In response to this, the European Strategic Coordination Platform (ESCP) on cybersecurity in aviation has been then established in the 2017 and started its “Engagement Phase”. This year, participating organisations are finalising its Charter and coordinating the work on Cybersecurity in Aviation strategy and regulatory needs.
At the conference in Krakow, EASA recalled this achievement and took the chance to propose objectives common to all aviation stakeholders, as well as to explore synergies with other transport means, in view of an integrated multimodal transport dimension. The main objective is not only to engage all stakeholders in a fair and non-discriminatory frame, but establishing a resilient European transport system and creating the largest level playing field in the world on cybersecurity.
All aviation sectorsi represented at the conference recognised that the interdependency of services and cross border nature of the aviation business require a trans-organisational coordination to properly address the cybersecurity risk. A common approach to abandon of the separation between safety and security was also unanimously declared.
The conference participants discussed the establishment for the future European strategy for Cybersecurity in Aviation and the Cybersecurity Road Map. It was made clear that regulators shall leverage on the enforcement of the NIS Directive at EU member states’ level, taking advance of the measures already foreseen for operators of essential services, aimed at improving the cybersecurity capabilities and foster better communication across member states.

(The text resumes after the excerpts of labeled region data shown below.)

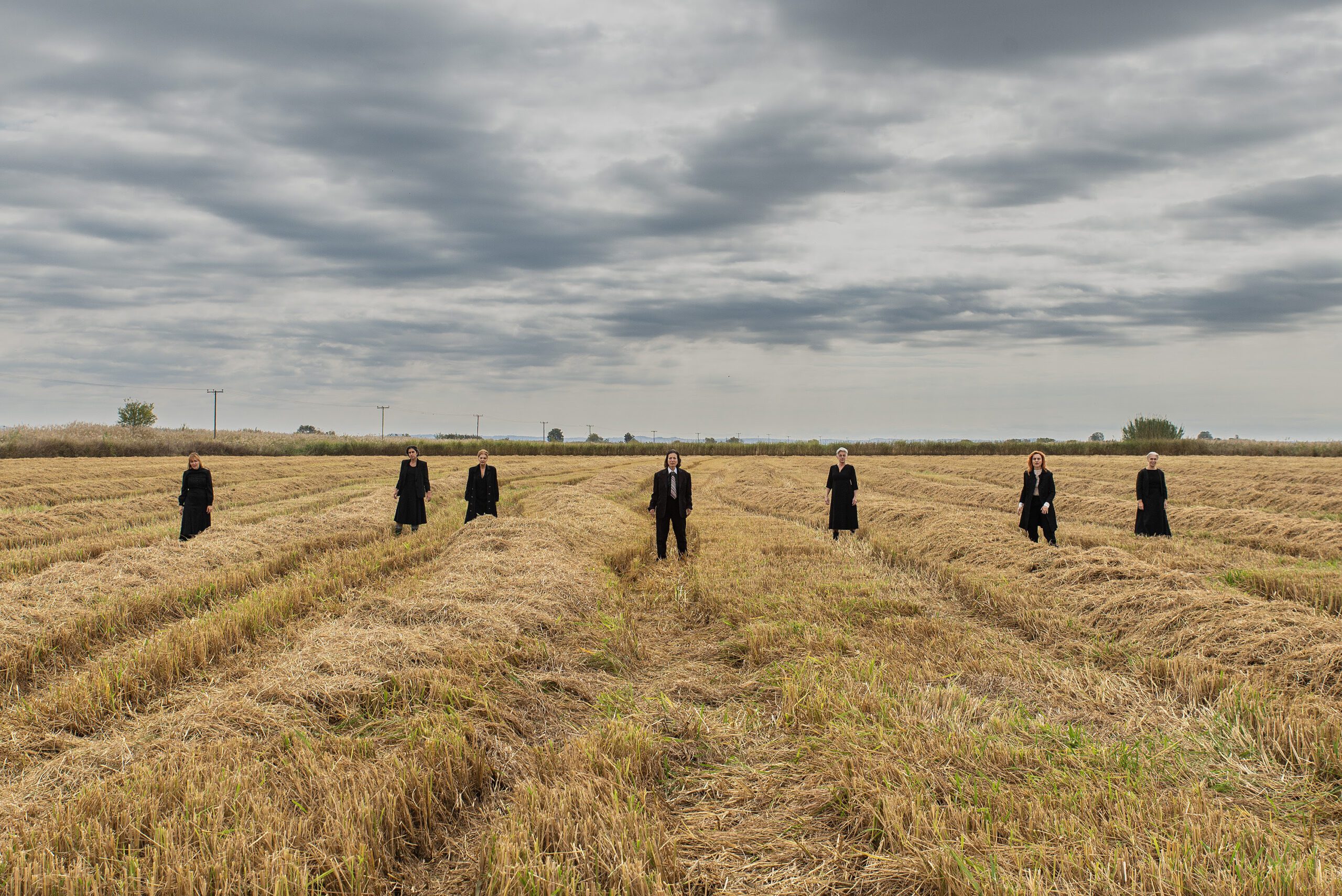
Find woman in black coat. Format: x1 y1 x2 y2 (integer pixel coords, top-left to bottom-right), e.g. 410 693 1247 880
1133 451 1172 535
395 445 429 535
1016 451 1057 547
466 448 499 522
825 448 858 541
177 451 215 542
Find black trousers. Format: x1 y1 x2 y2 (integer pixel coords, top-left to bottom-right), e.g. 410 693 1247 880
657 498 690 559
1025 495 1057 545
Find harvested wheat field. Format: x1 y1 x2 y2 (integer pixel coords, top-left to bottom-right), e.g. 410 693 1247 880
0 456 1342 896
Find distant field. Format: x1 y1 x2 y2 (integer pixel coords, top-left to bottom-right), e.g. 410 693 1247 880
0 456 1342 896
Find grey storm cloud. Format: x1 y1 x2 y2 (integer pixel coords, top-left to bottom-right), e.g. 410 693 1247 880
1169 175 1342 231
773 0 1335 68
0 0 1342 434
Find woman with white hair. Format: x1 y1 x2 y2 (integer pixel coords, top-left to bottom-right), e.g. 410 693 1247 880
1133 451 1172 535
825 448 858 541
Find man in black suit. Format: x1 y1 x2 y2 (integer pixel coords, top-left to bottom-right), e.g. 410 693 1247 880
648 451 694 559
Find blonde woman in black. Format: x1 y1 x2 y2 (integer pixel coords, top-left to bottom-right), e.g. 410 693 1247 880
466 448 499 522
1016 451 1057 547
1133 451 1172 535
177 451 215 542
825 448 858 541
396 445 429 535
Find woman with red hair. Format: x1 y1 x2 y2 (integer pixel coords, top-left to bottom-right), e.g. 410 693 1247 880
1016 451 1057 547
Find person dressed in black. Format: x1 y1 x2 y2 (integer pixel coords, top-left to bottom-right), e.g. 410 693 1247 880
177 451 215 542
466 448 499 522
1133 451 1172 535
825 448 858 541
648 451 694 559
1016 451 1057 547
395 445 429 535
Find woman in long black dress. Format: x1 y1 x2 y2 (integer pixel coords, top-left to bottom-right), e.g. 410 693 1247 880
1133 451 1172 535
466 448 499 522
1016 451 1057 547
177 451 215 542
395 445 429 535
825 448 858 541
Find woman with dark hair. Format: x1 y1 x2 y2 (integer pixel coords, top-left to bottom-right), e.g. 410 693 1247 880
1016 451 1057 547
1133 451 1172 535
648 451 694 559
466 448 499 522
177 451 215 542
825 448 858 541
395 445 429 535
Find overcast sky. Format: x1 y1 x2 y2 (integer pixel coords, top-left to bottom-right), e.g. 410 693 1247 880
0 0 1342 439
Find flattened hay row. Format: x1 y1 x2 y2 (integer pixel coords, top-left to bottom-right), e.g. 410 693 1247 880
0 496 455 740
896 456 1342 516
669 472 1342 892
0 475 389 548
0 467 642 893
0 485 388 648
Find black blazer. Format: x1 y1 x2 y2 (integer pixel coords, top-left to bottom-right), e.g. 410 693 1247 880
648 468 694 519
464 464 499 507
1020 469 1057 528
396 457 429 498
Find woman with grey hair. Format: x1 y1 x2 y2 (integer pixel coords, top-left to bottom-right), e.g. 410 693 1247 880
1133 451 1172 535
825 448 858 541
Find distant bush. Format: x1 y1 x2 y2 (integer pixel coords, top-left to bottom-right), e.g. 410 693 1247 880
117 398 158 427
0 423 1342 457
1123 417 1184 441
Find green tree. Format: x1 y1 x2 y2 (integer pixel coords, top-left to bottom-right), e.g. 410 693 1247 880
117 398 158 427
1123 417 1184 441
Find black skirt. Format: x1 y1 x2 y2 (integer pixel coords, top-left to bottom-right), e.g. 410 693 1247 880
177 504 209 542
392 491 428 526
1133 498 1173 535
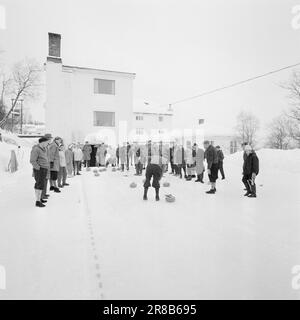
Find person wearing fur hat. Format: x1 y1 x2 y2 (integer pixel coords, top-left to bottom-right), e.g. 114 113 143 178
143 145 167 201
73 143 83 176
30 137 49 208
65 144 74 178
185 141 195 181
82 141 92 168
57 142 69 188
42 133 52 199
49 137 61 193
242 145 259 198
194 143 204 183
216 146 225 180
203 140 218 194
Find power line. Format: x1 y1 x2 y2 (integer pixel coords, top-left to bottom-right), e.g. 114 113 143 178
169 62 300 106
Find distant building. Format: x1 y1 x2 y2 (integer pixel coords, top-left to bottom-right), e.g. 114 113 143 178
204 135 240 154
131 100 173 141
45 33 135 143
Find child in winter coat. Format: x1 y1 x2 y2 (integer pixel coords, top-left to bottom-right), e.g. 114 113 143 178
242 145 259 198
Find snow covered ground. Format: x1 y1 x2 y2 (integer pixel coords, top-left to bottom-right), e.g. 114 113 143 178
0 146 300 299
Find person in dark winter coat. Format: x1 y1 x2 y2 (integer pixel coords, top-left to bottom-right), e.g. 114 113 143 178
82 141 92 168
194 143 204 183
116 145 120 168
143 146 168 201
203 141 218 194
216 146 225 180
132 144 143 176
242 145 259 198
49 137 61 193
30 137 49 208
42 133 52 200
170 142 176 174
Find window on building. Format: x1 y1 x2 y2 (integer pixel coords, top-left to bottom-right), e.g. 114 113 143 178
94 111 115 127
135 116 144 121
136 128 144 135
94 79 115 95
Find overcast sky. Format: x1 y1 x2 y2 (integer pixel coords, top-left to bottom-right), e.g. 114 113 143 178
0 0 300 133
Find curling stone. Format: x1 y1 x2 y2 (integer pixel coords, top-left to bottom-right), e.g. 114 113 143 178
166 194 175 202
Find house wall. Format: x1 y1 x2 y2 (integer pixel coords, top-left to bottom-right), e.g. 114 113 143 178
132 112 173 141
46 61 134 143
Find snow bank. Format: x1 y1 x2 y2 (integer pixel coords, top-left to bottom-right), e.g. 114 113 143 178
0 130 36 175
227 149 300 173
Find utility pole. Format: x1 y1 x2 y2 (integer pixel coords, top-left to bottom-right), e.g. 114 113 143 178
11 98 14 133
20 99 24 134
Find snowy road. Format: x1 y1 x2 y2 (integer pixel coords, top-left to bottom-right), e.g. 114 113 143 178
0 151 300 299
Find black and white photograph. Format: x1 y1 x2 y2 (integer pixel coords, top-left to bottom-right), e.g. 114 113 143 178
0 0 300 306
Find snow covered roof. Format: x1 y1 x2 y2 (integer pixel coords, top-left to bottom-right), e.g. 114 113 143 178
133 99 173 116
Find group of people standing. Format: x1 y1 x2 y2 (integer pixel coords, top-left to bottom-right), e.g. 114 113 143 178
30 134 73 207
30 134 259 207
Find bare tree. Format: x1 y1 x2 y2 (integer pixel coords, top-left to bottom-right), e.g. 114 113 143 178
281 70 300 147
0 60 42 127
235 111 259 146
267 115 292 150
0 66 11 121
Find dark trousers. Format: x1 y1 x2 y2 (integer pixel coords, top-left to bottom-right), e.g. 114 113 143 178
84 160 90 168
178 163 186 178
135 162 143 175
57 167 67 187
74 161 81 175
33 168 48 190
219 161 225 179
242 174 256 195
144 163 162 189
42 178 48 198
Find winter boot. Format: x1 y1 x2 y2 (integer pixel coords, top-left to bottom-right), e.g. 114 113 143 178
195 174 201 182
206 188 216 194
248 193 256 198
155 188 159 201
248 183 256 198
143 188 148 200
35 201 46 208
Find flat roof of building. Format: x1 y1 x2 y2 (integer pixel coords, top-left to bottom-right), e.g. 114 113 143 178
133 100 173 116
62 64 136 76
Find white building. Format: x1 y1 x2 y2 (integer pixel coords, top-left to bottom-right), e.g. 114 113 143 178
130 100 173 141
45 33 135 144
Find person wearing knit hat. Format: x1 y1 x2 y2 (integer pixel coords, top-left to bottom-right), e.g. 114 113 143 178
203 140 218 194
242 145 259 198
30 137 49 208
49 137 62 193
42 133 53 200
216 146 225 180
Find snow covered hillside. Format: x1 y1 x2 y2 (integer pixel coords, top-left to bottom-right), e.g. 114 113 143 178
0 130 35 188
0 149 300 299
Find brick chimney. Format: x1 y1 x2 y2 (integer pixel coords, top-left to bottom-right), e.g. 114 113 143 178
47 32 62 63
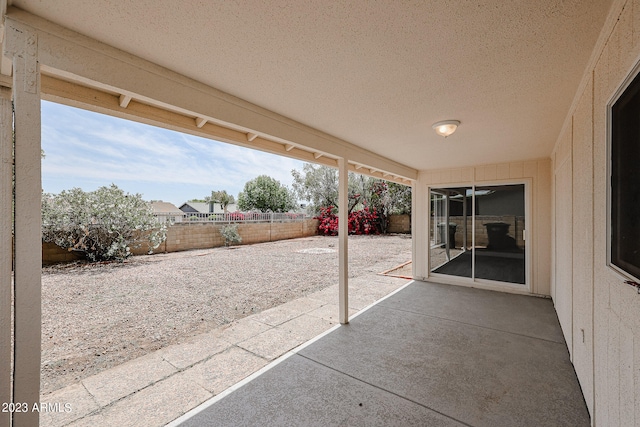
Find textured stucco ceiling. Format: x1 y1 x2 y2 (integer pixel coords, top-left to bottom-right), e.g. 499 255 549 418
6 0 611 169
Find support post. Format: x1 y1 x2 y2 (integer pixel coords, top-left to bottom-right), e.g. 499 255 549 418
5 23 42 427
0 87 13 427
338 158 349 325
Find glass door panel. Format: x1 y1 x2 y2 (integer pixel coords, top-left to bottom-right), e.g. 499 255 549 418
429 187 473 278
474 184 526 285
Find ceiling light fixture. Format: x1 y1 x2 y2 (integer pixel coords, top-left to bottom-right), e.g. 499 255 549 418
431 120 460 138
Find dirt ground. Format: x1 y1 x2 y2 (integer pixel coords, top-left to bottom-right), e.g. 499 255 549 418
41 235 411 393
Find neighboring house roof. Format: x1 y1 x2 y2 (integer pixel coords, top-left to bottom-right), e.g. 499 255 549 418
151 200 182 213
180 202 211 213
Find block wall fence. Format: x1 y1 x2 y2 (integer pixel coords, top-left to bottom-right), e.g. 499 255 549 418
42 215 411 265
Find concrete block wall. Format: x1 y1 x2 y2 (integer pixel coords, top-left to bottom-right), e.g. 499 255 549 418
551 0 640 426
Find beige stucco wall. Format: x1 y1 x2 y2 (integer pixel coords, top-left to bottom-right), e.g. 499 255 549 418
418 159 551 296
552 0 640 426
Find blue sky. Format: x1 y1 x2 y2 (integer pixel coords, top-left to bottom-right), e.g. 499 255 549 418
42 101 303 206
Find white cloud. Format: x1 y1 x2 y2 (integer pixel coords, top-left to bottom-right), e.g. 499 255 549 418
42 102 302 203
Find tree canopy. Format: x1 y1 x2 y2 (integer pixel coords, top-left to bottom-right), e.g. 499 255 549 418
291 163 411 216
42 184 167 261
238 175 297 212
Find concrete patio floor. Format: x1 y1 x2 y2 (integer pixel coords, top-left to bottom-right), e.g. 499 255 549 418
40 274 408 427
171 282 590 427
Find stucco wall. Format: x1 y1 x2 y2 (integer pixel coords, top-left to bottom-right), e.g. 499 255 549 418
552 0 640 426
387 214 411 233
416 159 551 295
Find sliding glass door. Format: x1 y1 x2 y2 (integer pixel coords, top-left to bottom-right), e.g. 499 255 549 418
429 184 526 285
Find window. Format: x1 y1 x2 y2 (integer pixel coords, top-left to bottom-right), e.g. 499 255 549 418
610 69 640 278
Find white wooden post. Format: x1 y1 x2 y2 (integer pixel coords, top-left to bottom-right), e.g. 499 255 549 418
338 158 349 325
411 176 429 280
0 87 13 427
5 23 42 427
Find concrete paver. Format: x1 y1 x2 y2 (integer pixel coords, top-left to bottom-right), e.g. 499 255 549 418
307 304 358 323
96 375 213 427
82 352 177 406
238 327 306 360
276 314 338 342
252 297 324 326
215 317 271 344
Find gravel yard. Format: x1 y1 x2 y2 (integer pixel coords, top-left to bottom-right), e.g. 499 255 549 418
42 235 411 393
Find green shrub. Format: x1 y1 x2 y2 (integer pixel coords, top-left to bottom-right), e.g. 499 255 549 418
42 184 167 261
220 224 242 246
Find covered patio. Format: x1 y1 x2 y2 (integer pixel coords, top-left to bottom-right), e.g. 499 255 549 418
170 281 589 427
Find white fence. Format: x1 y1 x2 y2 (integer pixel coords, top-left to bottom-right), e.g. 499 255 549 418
155 212 310 224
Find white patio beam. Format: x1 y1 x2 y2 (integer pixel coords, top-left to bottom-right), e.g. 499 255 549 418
0 87 13 427
338 158 349 325
119 95 133 108
4 22 42 427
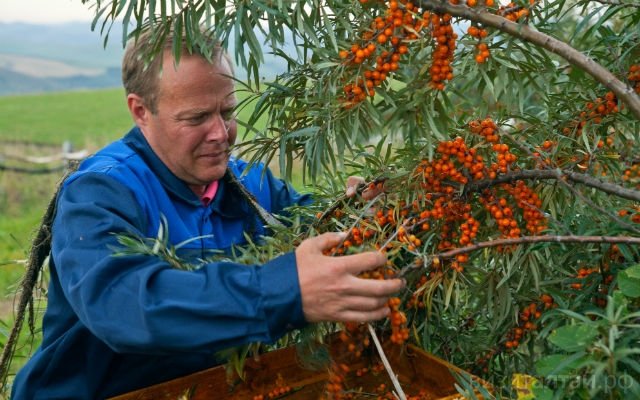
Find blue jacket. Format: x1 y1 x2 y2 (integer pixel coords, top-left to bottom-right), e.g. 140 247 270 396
12 128 310 400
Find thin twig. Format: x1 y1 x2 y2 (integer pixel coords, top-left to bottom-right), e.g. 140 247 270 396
420 235 640 259
418 0 640 119
367 323 407 400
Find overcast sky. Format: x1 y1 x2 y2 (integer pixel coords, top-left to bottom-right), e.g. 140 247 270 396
0 0 94 24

The need for cybersecurity promotion, research activities, commitments and resources devoted to cybersecurity were also pointed out.
The Krakow declaration following the High Level Conference on Cybersecurity in Civil Aviation compile the concerns and common goals agreed for the future Cybersecurity path in civil aviation in Europe.
Here an extract of some of them:
called upon the European Commission and the European Aviation Safety Agency to develop and adopt Implementing Regulations addressing Cybersecurity in Aviation with harmonised common objectives but tailored requirements for subjects and sub-sectors, assuring commensurate responses to risks,
called on airports, Ground Handling Operators, maintenance organizations, air navigation service providers to develop information security management systems in accordance with specific procedures and appropriate standards,
recommended to harmonise the security risk assessment methodologies,
recognised that cybersecurity is an interdisciplinary problem in transport that has its challenges in aviation, but also in shipping, rail and road transport,
called upon a stronger partnership between regulators, operators, service providers, and manufacturing industry, in particular within the ESCP, where EASA welcomes and supports the Industry to come with standards.”
The complete Krakow declaration text can be found here.
i NAAs, airlines, ground handlers, EU agencies, European Commission, ECAC presidency, IATA, Ministries, associations, aircraft manufacturers, equipment suppliers and universities.